Um conto...quase inútil!
Quando acordo meus pensamentos
parecem uma revoada de gralhas que voam em círculos, atrapalhando minhas rezas
matinais, a velocidade do pensamento é maior do que a de um cometa singrando o
espaço com sua cauda de gelo deixando um rastro de estrelas que em breve se
derreterão.
Somente depois de respirar, de
ler meus livros prediletos, é que consigo orar com pensamentos ainda quase de
beija flor que mesmo parado bate as asas em velocidade também de cometa quase
se descongelando. Isso, é assim que me sinto no início de cada dia...um cometa
descongelando, as vezes estou longe, bem longe do Sol...outros dias tão próximo
que minha esfera estelar se desintegra rapidamente. O dia começa assim, com a
cabeça turbulenta, com o coração apressado em adivinhar o que virá depois de
abrir os olhos e saber que o dia já iniciou. Ultimamente nada de rotina, mesmo
que tenha que impor algo semelhante, as circunstâncias não deixam. Tumultuo a cama
com abraços no travesseiro, com a leitura diversificada ali mesmo...troco de
livro na terceira página lida, ou na quinta, não sei exatamente. Uma visão
embaralhada pela miopia e pela claridade pouca do quarto.

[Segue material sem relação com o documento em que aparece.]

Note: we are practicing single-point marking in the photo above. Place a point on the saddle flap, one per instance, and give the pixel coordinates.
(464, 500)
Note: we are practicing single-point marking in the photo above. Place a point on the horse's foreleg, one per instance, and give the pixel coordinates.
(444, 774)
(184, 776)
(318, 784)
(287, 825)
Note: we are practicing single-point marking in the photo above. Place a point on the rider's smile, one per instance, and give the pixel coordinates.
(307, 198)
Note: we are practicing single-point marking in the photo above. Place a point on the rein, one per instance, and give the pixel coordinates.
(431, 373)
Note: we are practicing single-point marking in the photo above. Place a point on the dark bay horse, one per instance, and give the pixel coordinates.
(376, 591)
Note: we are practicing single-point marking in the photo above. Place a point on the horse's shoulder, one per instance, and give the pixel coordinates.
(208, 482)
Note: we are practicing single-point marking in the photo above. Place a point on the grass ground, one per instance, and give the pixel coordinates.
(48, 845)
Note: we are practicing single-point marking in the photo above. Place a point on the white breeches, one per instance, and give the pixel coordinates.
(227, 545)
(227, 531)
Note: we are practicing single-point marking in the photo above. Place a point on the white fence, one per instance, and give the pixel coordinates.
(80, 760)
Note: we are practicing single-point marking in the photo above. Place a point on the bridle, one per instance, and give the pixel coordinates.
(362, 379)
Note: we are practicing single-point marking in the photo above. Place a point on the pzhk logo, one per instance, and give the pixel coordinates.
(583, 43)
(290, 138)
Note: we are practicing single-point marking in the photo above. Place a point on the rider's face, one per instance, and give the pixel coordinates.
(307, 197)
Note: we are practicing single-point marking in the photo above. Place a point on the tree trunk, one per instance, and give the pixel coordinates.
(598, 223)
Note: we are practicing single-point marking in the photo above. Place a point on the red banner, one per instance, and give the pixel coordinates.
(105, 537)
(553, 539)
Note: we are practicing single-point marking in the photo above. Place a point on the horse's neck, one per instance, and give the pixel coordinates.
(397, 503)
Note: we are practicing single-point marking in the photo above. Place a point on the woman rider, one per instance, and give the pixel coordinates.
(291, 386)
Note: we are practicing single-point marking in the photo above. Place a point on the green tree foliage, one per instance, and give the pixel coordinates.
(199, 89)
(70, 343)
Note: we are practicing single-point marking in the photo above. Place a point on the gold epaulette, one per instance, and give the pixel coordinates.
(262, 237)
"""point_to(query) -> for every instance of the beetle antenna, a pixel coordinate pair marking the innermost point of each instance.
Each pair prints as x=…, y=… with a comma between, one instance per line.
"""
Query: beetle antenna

Me levanto, levanto, levanto,
levanto...em câmara lenta porque meus pensamentos já criaram uma linha que me
prende a mim mesmo e parece que são infinitos, extinguindo cada vontade de
lavar a cara. Mas, eu gosto...gosto de lavar a cara de saber que outro dia está
começando, de olhar para o espelho com olhos inchados e que diminuem com a água
gelada...eu faço questão disso!
Com pensamentos levemente
alinhados, remédios de pressão, sob a pressão que não muda eu me atrevo a
escrever. Poucas linhas, mas, sempre doloridas como essa de expressar que meus
olhos ardem de tanto sabão.
Procuro ainda achar o primeiro
raciocínio que me veio, não, nada de reflexão...refletir é meu exercício predileto
ao longo do dia e termina à noite me causando insônia, deveria mudar a ordem
das coisas e ser mais racional. Eu vou em busca da minha primeira vontade
também, ah sim...me lembrei. Um emprego, daqueles de sair todo dia de casa, já
ensaiando que sorriso darei ao encontrar meu patrão na porta, treinando em que entonação
será o bom dia que melhor representa a escravidão, de bater cartão, de apontar
lápis, de ligar a máquina e desenhar números, números e problemas que se
alongam e que fazem o dia ficar excitante.
Então vou, desculpe não sei para
onde...
Bem, vou para os meus pensamentos
do dia, para meus afazeres domésticos, para as soluções práticas, para minha
escola particular que me ensina inglês, que me ensina alemão e que ajuda a fazer
cálculos.
Nada de fome, nada de
sede... tomar água de forma forçada como uma pedra no meu sapato depois de andar em terreno
pedregoso, percebo isso. Lá vou eu e ao final da tarde escutar um pouco meus pensamentos, meu
coração, o outro...Aaah, o outro esse ser tão diferente de mim, que delícia sabê-lo, de conhecer seus medos e tomar posse de si mesmo perante tanta diversidade.
Tenho participado ativamente da
minha vida, como se somente agora ela me pertencesse e como só agora eu
percebesse que passei anos tentando ser o que não queria ser ou quase isso, e claro impressionado de perceber ser esse fato (gosto de fatos) algo tão comum
a tantas pessoas...depois de um ônibus lotado a caminho do Centro, quem não
gostaria de ser clic de revista.
Eu também penso nos amigos que estão
distantes, há alguns tão distantes de mim e que moram na mesma cidade em que eu
nasci ou aqui na vizinhança, outros estão distantes porque geograficamente estão além mar, porém, por
alguma razão se tornaram distantes também do meu coração. Vai entender a lógica
disso tudo. Não tem lógica.
E assim o dia termina com uma
conjectura de? E amanhã o que será? Preciso interromper o fluxo ou deixo que o
sono venha com esforço me botar na cama? Aliás, Morfeu comigo é um impostor e
inoportuno ser divino, que por alguma razão perdeu seu relógio onde estava
escrito meu nome, ou minha ficha...não sei exatamente como ele controla o sono
dos seus súditos, deve ser um imenso, enorme arquivo onde minha ficha com
certeza está fora da ordem ou meu relógio precisando de conserto.
As gralhas já se foram e se
engana quem pensa que o beija flor não gosta de escuro. Há flores noturnas e
observa-las é um ato tão deslumbrante quanto medíocre inclusive por ser eu
míope.
Então eu vou devagar e divagando
me deixando assombrar por mais um par de sílabas, e vai saindo em fluxo
acelerado de mal escritas linhas com minha letra de sono.